IBM was an early and unambiguous leader regarding climate change. In 1992, IBM became a charter member of a brand new U.S. EPA program that was named ENERGY STAR. IBM stepped up at the very beginning of ENERGY STAR when it only involved one type of product: the personal computer and its monitor. IBM and seven other computer manufacturers worked with the EPA to support the launch of ENERGY STAR.
Today, there are over 75 types of ENERGY STAR products, and over 2,000 manufacturers and 2,600 retailers producing and selling them. Furthermore, ENERGY STAR now involves not only products but also entire commercial buildings, industrial plants, and new homes. IBM continues to be involved with ENERGY STAR in 2018, driving energy efficiency of computer servers and storage equipment, just as we were at the very beginning 26 years ago. It has been one of many voluntary partnerships IBM has had with the EPA.
Three years after we embraced ENERGY STAR, IBM became one of three manufacturers to voluntarily report its greenhouse gas emissions under the U.S Department of Energy’s Voluntary Reporting of Greenhouse Gases guidelines. While at the time it was primarily electric utilities that were reporting under this program, the fact that IBM could report its greenhouse gases in 1995 indicates just how early IBM had been paying attention to emissions.
Later in the 1990s, when IBM’s business still included the manufacture of microprocessors, IBM was instrumental in guiding a collaboration between the semiconductor industry and the EPA from which the industry agreed to voluntarily disclose and reduce its emissions of perfluoro-compounds (or PFCs). And in 1998, IBM became the first semiconductor manufacturer in the world to publicly declare a numerical PFC emissions reduction goal.
Skip ahead to today, and IBM has just achieved our latest CO2 emissions reduction goal four years early. That goal has been to reduce CO2 emissions 35 percent by 2020 against a base year of 2005. We reached 38.1% at year-end 2016. All of this and much more is articulated in IBM’s 27th annual voluntary Corporate Environmental Report.

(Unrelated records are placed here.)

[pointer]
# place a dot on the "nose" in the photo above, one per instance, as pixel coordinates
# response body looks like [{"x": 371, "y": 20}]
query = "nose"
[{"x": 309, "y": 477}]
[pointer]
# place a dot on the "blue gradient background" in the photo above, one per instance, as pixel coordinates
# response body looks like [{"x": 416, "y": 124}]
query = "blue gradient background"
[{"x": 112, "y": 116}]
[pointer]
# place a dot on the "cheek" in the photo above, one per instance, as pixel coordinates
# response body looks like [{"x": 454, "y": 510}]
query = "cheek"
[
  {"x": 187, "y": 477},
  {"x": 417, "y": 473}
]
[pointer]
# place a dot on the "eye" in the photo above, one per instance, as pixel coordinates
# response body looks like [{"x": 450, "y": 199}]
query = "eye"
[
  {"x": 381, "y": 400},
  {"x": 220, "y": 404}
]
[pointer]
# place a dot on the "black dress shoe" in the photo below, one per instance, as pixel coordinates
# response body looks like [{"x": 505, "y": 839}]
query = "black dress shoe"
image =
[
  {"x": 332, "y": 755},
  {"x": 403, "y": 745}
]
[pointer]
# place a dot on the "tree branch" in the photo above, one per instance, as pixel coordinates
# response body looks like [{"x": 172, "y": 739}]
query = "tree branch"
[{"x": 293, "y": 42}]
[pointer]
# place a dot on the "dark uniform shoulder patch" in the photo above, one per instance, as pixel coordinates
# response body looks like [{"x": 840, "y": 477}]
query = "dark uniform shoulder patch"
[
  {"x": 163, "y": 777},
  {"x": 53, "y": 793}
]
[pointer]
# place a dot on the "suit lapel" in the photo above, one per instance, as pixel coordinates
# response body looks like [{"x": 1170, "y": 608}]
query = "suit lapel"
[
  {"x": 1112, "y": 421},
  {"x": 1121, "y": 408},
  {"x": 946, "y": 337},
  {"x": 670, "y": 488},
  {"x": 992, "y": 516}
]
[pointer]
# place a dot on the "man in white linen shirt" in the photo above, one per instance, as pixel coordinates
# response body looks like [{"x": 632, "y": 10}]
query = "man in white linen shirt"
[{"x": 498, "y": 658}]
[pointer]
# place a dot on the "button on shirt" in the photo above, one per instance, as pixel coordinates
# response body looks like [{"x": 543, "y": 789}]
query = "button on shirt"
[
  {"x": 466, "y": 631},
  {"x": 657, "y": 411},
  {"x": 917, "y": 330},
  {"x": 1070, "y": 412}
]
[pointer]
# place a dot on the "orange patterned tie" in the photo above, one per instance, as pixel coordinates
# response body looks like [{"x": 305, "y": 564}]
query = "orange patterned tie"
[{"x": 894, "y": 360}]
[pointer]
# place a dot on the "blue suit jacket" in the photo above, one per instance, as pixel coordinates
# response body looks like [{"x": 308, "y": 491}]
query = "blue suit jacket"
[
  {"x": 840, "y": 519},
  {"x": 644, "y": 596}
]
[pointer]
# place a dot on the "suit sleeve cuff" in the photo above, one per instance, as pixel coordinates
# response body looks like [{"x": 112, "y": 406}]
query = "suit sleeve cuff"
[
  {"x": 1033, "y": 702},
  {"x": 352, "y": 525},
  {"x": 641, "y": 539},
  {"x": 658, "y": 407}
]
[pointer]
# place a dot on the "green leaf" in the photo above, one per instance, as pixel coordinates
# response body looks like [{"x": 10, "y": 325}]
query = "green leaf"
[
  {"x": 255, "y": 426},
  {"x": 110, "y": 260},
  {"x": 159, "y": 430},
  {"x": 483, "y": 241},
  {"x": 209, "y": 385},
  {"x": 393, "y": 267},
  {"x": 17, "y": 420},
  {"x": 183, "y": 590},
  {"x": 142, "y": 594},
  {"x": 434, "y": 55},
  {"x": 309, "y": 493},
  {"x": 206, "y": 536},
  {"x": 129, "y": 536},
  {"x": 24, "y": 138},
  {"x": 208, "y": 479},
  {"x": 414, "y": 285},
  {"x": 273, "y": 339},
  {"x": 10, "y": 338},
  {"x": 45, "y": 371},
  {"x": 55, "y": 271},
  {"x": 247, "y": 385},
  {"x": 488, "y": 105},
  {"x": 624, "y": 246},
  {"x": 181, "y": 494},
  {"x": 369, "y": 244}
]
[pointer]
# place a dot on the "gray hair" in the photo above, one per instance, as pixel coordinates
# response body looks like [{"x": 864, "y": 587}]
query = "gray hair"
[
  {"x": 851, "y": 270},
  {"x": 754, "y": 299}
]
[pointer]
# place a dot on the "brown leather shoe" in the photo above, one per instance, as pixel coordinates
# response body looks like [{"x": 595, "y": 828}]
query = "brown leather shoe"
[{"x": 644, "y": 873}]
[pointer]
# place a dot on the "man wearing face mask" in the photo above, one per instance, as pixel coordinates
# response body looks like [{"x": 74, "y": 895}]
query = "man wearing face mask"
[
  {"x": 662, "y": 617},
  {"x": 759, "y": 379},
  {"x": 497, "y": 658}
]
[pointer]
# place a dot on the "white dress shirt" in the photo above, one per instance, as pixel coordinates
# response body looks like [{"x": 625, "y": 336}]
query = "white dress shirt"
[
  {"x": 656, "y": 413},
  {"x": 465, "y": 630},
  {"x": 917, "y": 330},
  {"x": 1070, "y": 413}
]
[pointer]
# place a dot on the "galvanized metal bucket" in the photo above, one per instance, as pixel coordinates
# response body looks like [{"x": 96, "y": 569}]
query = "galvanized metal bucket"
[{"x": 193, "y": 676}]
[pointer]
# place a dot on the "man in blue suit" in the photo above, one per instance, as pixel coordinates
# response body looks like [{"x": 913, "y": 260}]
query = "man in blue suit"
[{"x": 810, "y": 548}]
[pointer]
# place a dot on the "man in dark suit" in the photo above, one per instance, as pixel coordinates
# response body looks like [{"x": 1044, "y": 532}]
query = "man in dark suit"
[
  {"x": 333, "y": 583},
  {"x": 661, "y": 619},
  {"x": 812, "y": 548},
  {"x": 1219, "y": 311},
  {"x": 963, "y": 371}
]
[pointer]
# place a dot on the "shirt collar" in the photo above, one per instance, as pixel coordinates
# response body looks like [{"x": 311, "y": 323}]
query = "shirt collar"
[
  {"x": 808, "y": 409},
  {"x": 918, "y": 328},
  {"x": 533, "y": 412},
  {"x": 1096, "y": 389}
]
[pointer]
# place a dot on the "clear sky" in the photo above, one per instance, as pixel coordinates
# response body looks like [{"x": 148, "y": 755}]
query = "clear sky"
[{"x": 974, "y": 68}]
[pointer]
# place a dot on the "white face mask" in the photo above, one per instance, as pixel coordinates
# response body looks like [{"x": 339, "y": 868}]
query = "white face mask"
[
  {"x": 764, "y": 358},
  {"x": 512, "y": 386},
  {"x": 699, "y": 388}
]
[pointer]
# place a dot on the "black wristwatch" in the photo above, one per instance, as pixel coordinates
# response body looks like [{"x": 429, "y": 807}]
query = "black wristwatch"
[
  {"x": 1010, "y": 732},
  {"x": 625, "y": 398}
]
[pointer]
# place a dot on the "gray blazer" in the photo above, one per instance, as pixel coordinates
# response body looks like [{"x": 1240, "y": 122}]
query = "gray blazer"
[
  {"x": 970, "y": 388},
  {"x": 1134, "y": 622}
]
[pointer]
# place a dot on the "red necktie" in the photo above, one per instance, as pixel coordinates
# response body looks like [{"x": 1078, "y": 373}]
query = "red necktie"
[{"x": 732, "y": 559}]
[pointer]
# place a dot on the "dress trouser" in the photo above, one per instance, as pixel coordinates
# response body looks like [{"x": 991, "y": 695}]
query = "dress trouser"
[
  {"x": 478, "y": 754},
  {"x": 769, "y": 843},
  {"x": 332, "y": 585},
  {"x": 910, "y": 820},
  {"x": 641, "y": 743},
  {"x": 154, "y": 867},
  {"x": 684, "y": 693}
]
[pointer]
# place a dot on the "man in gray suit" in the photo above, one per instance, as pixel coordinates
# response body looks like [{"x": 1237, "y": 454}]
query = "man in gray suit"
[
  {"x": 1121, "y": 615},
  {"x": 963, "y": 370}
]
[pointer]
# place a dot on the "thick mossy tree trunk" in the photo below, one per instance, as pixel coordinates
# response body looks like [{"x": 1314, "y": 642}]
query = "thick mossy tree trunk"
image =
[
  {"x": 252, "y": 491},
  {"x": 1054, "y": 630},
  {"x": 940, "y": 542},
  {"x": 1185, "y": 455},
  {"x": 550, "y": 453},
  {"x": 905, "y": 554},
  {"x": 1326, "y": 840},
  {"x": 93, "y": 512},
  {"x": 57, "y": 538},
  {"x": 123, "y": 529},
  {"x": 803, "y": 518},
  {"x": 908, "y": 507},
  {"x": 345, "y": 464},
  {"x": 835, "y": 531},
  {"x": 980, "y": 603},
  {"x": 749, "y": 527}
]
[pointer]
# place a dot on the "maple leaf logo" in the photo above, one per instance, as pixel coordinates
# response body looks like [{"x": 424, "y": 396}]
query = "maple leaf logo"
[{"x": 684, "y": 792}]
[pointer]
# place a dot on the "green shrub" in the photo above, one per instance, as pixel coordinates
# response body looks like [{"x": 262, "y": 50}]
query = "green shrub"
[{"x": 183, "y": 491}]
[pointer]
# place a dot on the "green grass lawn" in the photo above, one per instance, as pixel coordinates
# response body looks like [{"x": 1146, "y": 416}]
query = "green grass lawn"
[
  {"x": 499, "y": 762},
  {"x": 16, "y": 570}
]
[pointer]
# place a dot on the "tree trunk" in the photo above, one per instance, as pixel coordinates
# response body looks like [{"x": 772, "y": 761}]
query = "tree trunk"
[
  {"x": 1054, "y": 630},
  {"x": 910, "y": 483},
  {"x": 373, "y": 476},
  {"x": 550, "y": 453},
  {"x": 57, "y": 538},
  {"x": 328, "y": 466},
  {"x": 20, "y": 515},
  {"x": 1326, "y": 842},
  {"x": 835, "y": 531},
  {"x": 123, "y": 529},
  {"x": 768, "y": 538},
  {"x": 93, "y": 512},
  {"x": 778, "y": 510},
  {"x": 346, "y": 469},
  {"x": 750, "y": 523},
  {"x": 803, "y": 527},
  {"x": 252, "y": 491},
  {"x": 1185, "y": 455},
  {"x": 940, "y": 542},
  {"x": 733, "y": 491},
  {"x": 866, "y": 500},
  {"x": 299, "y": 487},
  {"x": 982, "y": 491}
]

Over the years, IBM has transformed its business from having once been a rather vertically integrated manufacturer into becoming increasingly reliant upon suppliers. In parallel, we have updated our requirements for suppliers – requiring them to set goals to conserve energy and reduce their greenhouse gas emissions, among other things. These requirements reflect IBM’s belief that addressing climate change requires action by all individual companies, that companies everywhere must build their own capacity to do this, and that accountability and action are best driven by deterministic data – real facts.
At IBM, we understand that it is essential to inculcate a long term, steadfast commitment in the environmental work that we do. It is essential to sustain sustainability, regardless of whether this particular topic is popular, and regardless of the short term ups and downs of business cycles. In the meantime, we continue doing what we always do: we dependably sustain our environmental commitment.
IBMers across the world continue innovating, inventing, collaborating, and finding ways to further reduce energy consumption and greenhouse gas emissions. And we’re always thinking about what comes next.
Wayne Balta is IBM’s Vice President of Corporate Environmental Affairs & Product Safety.